Erschienen in: Der Freitag am 22. März 2020

Die Welt befindet sich in einer beispiellosen Lage, sagte UN-Generalsekretär António Guterres Mitte März. Da stand die Pandemie in Deutschland noch ganz am Anfang. Die üblichen Regeln, so Guterres, hätten keine Gültigkeit mehr: „Covid-19 tötet Menschen und greift das Herz unserer Realwirtschaft an – Handel, Lieferketten, Unternehmen, Arbeitsplätze.“ Die „üblichen Regeln“, die angesichts der Corona-Krise außer Kraft gesetzt werden, sind jene des Marktes. Eine der Regeln ist, dass private Unternehmen nur das herstellen, was sich – voraussichtlich – mit Gewinn verkaufen lässt.

Eine Frage nach den Regeln des Marktes lautet zum Beispiel: Kann ich meine Arbeiterinnen und Arbeiter an meinen Produktionsanlagen in der Coronakrise Medikamente herstellen lassen, für die es ausreichend zahlungsfähige Konsumenten gibt? Sodass sich mein eingesetztes Kapital vermehrt? Diese Frage scheint bedürfnisorientiert, ist es bei genauem Hinsehen aber nicht, denn bedürfnisorientiert würde sie lauten: Können wir gemeinsam ein Medikament herstellen, das Krankheiten heilt und allen unabhängig von ihrer sozialen Stellung zugänglich ist?
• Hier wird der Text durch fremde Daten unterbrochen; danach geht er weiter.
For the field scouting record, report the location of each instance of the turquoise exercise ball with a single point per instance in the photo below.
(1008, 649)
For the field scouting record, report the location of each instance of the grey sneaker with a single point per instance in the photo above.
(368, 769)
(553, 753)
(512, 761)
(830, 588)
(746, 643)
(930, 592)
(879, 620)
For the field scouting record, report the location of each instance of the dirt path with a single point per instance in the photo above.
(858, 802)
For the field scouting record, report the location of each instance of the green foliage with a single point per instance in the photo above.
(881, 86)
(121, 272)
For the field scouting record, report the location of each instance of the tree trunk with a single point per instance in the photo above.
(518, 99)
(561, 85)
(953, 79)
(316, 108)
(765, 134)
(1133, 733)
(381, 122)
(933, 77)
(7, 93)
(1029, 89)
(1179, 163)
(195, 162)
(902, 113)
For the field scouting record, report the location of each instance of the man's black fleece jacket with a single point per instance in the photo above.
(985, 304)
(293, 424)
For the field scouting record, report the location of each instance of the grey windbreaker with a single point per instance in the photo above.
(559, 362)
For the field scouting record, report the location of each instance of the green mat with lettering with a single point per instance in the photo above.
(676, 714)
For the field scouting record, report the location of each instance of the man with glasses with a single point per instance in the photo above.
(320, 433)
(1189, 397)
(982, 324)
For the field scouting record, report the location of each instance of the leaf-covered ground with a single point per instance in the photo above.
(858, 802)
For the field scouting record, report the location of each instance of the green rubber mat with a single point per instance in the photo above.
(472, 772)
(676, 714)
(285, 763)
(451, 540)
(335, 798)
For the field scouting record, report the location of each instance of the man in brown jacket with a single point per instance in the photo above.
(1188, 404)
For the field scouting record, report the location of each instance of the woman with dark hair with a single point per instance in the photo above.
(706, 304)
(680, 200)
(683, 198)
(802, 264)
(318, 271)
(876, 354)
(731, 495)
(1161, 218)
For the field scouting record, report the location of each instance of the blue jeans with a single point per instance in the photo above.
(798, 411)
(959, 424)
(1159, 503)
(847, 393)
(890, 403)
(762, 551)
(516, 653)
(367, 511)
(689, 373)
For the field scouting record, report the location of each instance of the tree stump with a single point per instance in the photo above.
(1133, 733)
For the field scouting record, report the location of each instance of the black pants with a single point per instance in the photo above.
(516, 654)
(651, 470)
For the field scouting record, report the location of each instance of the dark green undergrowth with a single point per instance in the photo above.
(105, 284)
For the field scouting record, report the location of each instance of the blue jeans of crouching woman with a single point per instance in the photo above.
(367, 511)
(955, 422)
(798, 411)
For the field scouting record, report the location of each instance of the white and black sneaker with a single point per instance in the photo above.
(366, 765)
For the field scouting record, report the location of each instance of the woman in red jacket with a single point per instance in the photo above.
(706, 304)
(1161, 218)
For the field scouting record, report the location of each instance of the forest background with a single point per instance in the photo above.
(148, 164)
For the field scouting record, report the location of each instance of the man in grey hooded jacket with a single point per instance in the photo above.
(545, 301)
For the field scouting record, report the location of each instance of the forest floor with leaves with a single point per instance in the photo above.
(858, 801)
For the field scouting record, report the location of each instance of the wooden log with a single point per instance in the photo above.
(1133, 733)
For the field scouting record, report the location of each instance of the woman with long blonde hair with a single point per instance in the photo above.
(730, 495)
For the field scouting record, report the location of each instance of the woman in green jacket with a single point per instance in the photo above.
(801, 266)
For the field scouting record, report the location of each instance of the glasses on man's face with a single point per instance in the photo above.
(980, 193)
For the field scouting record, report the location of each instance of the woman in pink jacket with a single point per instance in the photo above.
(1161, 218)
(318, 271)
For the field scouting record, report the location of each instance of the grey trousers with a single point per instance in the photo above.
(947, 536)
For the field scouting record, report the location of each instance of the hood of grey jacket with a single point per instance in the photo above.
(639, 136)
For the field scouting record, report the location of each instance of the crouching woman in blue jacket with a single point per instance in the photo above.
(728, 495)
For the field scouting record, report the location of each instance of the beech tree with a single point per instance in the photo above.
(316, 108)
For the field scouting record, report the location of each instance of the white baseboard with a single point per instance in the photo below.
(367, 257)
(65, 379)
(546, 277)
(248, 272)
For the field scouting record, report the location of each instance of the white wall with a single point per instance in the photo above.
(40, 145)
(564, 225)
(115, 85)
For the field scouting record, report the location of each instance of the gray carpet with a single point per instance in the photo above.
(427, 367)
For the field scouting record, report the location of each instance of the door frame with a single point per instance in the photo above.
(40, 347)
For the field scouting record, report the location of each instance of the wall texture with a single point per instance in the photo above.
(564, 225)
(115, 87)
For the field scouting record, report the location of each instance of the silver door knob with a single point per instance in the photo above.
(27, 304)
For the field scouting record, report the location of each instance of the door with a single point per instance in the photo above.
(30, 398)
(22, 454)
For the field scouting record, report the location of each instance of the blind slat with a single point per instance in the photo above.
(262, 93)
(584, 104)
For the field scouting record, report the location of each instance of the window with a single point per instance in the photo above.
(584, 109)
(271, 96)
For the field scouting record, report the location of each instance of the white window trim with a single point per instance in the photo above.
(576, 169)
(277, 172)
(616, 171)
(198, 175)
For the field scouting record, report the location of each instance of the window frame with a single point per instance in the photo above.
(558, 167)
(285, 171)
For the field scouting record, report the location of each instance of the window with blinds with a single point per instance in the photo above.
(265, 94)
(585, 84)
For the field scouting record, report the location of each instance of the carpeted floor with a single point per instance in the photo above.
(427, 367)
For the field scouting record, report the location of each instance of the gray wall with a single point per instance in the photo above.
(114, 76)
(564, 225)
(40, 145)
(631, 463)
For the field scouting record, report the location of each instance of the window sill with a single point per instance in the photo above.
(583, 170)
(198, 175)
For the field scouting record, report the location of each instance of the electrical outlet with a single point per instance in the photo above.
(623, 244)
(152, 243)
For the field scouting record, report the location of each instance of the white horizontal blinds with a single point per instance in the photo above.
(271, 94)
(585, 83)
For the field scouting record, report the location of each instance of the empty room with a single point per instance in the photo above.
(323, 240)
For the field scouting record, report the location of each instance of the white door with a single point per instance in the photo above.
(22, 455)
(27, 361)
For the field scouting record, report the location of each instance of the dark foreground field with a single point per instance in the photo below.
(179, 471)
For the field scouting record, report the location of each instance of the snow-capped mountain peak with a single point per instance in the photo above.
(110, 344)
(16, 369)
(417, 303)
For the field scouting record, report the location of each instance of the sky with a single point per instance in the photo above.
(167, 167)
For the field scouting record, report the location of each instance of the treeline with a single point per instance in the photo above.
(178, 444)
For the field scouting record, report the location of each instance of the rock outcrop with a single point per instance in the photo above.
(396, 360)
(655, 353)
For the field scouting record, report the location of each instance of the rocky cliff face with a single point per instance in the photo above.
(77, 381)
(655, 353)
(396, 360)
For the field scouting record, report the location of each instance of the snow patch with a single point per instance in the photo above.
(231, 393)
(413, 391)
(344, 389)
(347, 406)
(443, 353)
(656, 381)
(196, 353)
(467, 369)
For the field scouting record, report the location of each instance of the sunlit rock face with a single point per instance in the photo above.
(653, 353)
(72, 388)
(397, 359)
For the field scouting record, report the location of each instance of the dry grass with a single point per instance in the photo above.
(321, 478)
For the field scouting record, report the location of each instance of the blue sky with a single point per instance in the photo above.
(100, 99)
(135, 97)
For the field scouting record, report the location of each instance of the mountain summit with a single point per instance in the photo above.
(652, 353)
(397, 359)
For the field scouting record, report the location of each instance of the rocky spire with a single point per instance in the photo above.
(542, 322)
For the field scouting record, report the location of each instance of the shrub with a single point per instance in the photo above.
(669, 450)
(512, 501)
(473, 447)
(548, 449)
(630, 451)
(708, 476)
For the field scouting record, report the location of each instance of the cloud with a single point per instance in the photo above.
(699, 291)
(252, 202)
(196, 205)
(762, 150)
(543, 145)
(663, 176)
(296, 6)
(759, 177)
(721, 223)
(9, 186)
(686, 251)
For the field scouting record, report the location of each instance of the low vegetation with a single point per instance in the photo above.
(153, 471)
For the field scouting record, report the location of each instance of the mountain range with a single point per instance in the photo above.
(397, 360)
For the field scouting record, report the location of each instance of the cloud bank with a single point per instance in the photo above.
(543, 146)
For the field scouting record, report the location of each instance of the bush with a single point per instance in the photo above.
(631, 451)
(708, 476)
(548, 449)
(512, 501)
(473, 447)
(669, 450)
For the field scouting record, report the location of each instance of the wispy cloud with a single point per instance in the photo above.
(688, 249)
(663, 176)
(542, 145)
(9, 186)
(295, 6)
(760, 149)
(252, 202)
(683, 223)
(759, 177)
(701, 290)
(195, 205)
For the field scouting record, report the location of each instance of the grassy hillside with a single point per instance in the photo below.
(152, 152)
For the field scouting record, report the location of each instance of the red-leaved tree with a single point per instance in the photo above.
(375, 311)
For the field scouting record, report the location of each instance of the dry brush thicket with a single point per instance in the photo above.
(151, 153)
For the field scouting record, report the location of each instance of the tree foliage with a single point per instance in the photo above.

Viele der politischen aber auch privatwirtschaftlichen Maßnahmen, die derzeit ergriffen werden, ordnen sich einem solchen bedarfsorientierten Ziel unter: der Bekämpfung der Pandemie. Private Gewinnerzielung, die gepriesene ökonomische Effizienz des Marktes? Konkurrenz? Vorübergehend geschlossen.

Am Gemeinwohl orientiert

Manch einer sieht hierin die Chance für eine gemeinwohlorientierte Ökonomie aufscheinen. Und ja, man könnte darauf kommen, wenn zum Beispiel Carsten Spohr, Vorstandsvorsitzender der Lufthansa, auf der Bilanzpressekonferenz vor wenigen Tagen mitteilt, dass nun die Politik entscheiden müsse, welche Grundversorgung an Flügen gebraucht wird: „Denn aus kommerzieller Sicht ergibt Fliegen zu dieser Zeit keinen Sinn mehr.“ VW pausiert mit der Autoproduktion, die Telekom erhöht gratis ihr Datenvolumen, Netflix und Youtube drosseln ihr Streaming, um das Netz nicht zu überlasten, Zeitungen entfernen die Paywall, im Netz kursieren Aufrufe für 3D-Drucker, mit denen Sauerstoff-Ventile hergestellt werden können.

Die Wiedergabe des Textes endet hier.